Lavoro monumentale concluso di recente invece l’Atlante Brand Milano (350 pagine e molte foto) attorno alla riflessione di 100 autori sulle trasformazioni di identità e immagine di Milano a due anni da Expo (Mimesis, 2017).

Infine – per far breve una lunga storia – la mostra finora più mancata all’appello ha riguardato il frutto di decenni di vita professionale nel design e l’attenzione costante all’iconografia e all’oggettistica (storica e di attualità) attorno ad una mitologia del disegno: la mano umana.

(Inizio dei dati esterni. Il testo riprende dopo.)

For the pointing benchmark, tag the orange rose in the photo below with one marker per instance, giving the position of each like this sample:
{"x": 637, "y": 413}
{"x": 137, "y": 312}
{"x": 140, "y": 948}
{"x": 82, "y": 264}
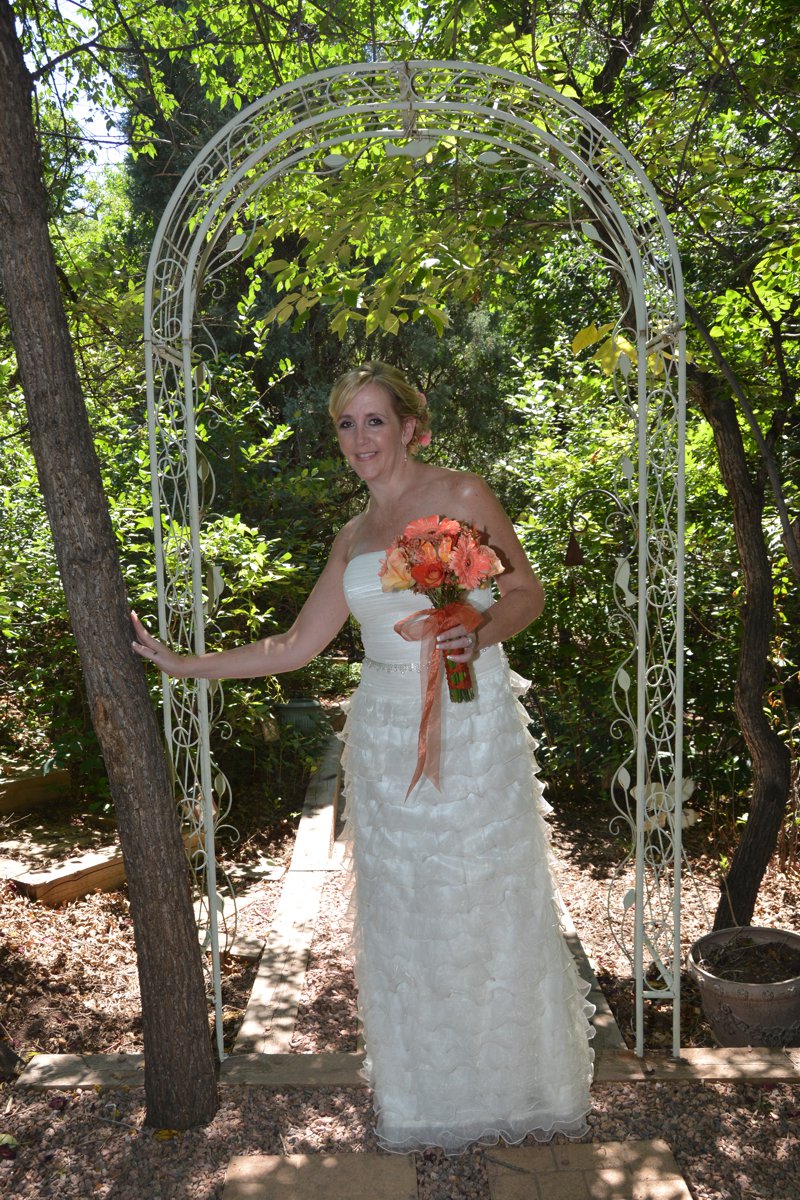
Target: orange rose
{"x": 428, "y": 575}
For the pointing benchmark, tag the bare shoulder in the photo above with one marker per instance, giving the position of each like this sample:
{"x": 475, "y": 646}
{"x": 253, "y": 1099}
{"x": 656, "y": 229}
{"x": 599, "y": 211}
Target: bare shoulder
{"x": 471, "y": 495}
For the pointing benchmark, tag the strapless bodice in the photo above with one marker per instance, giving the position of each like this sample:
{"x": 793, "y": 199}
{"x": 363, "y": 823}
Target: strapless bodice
{"x": 378, "y": 611}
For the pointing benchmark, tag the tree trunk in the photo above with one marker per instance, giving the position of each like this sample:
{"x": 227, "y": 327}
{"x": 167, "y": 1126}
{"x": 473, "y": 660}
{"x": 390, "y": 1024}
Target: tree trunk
{"x": 769, "y": 755}
{"x": 180, "y": 1080}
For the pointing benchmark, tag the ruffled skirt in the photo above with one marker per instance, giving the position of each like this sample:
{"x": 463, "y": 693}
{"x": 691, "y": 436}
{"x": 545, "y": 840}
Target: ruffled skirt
{"x": 474, "y": 1015}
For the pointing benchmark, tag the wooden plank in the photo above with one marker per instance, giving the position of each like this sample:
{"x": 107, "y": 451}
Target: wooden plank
{"x": 100, "y": 871}
{"x": 280, "y": 1071}
{"x": 28, "y": 791}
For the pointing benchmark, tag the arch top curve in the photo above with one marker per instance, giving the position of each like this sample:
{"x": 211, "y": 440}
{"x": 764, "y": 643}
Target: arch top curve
{"x": 512, "y": 123}
{"x": 409, "y": 106}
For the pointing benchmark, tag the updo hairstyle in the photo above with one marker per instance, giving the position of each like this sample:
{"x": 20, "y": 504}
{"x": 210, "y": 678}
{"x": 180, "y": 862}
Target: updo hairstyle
{"x": 407, "y": 401}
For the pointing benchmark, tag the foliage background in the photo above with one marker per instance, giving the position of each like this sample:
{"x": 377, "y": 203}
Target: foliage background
{"x": 475, "y": 291}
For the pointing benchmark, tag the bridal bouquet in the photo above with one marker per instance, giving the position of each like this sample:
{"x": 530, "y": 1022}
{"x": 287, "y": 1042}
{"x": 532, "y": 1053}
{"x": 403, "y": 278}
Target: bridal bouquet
{"x": 443, "y": 559}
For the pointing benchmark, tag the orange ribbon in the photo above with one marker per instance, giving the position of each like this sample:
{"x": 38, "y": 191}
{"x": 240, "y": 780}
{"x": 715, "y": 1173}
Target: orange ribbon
{"x": 425, "y": 627}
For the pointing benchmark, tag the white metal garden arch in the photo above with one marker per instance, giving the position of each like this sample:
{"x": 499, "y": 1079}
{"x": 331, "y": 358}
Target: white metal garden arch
{"x": 501, "y": 121}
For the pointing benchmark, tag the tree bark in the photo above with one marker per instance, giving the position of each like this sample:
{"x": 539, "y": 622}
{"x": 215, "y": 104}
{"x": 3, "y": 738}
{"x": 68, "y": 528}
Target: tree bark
{"x": 769, "y": 755}
{"x": 180, "y": 1078}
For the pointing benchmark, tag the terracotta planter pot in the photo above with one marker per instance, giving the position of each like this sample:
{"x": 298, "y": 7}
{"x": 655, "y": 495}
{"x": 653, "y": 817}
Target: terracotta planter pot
{"x": 747, "y": 1014}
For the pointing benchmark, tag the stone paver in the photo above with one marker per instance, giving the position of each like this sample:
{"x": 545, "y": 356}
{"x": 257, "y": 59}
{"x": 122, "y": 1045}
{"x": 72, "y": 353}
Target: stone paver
{"x": 721, "y": 1063}
{"x": 626, "y": 1170}
{"x": 271, "y": 1014}
{"x": 320, "y": 1177}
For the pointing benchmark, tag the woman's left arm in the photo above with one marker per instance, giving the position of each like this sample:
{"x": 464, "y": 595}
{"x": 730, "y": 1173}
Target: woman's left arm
{"x": 522, "y": 595}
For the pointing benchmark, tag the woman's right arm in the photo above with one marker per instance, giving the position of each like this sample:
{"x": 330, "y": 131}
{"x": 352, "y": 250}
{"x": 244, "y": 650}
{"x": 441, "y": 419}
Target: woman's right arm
{"x": 318, "y": 623}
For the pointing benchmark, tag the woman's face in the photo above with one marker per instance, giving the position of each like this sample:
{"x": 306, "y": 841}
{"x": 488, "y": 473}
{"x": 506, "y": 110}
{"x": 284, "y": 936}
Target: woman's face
{"x": 371, "y": 435}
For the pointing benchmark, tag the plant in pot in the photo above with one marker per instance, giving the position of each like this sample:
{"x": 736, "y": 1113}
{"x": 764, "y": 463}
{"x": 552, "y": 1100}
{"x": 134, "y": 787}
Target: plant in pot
{"x": 749, "y": 978}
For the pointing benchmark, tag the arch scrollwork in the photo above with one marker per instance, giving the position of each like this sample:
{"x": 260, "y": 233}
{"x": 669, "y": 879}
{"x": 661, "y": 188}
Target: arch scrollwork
{"x": 504, "y": 121}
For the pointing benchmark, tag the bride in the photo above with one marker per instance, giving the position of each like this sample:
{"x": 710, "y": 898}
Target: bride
{"x": 475, "y": 1020}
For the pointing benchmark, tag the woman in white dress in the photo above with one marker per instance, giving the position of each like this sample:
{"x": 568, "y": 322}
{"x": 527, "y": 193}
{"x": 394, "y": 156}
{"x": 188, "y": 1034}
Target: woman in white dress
{"x": 475, "y": 1020}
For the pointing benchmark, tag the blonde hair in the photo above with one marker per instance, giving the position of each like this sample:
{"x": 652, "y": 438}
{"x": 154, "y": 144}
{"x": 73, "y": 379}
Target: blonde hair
{"x": 407, "y": 401}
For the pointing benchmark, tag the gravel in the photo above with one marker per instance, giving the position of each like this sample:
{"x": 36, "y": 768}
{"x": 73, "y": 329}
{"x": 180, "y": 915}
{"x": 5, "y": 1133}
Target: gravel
{"x": 729, "y": 1140}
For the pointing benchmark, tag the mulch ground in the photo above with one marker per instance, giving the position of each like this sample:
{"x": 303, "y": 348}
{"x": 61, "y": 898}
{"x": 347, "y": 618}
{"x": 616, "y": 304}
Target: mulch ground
{"x": 68, "y": 983}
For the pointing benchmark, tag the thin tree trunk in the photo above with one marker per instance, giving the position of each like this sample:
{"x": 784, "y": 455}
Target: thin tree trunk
{"x": 180, "y": 1079}
{"x": 769, "y": 755}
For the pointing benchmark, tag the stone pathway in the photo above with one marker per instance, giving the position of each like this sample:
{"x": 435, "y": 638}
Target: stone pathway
{"x": 631, "y": 1170}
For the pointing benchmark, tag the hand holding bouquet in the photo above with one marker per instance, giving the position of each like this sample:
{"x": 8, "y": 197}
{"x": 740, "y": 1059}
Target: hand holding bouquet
{"x": 443, "y": 559}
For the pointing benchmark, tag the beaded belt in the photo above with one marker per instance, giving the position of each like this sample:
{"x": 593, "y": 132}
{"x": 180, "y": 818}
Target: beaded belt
{"x": 392, "y": 667}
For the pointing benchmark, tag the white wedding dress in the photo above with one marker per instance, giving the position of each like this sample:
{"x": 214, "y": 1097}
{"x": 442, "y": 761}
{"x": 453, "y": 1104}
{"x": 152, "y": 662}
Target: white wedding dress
{"x": 475, "y": 1019}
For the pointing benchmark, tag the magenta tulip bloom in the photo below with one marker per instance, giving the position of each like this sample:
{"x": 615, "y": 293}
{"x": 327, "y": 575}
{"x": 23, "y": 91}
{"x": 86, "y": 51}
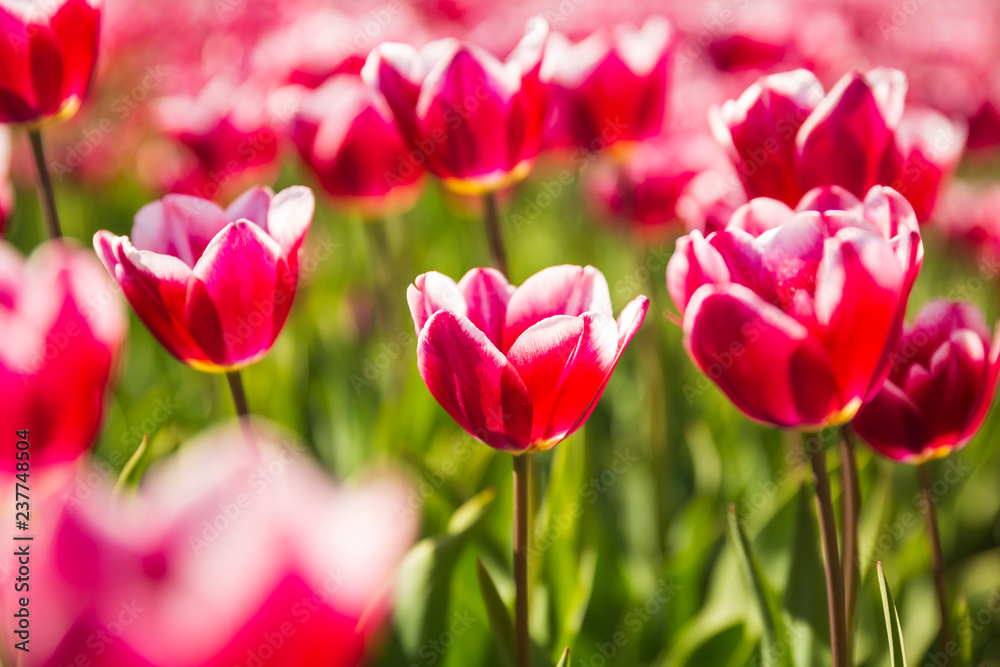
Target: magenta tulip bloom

Almeno tremila pezzi di antiquariato e oggettistica etnografica di tutto il mondo per un viaggio immenso sul simbolo centralissimo di atti antropologicamente fondanti: indicare, salutare, pregare, lavorare, combattere, accogliere, accarezzare, mangiare, comunicare.


Sul suo tavolo – anch’essa incompiuta (ma Nicolò si è assunto l’impegno a concluderla) – l’ampia brochure per la Fondazione “Paolo Grassi”, immaginata dopo che ne ho assunta la presidenza nel 2021 (ed Elio Franzini la presidenza del Comitato scientifico), finita nella selezione di testi e immagini e ormai pronta per quelle sapienti sagomature che rendono un prodotto carico e quasi illeggibile in uno spazio attraversato dall’aria e dall’intelligenza visuale.
Dal 2008 Fulvio è stato anche art director di Fondazione “Francesco Saverio Nitti”, sua la realizzazione del logo della Fondazione e della comunicazione visuale di molti eventi realizzati in questi anni.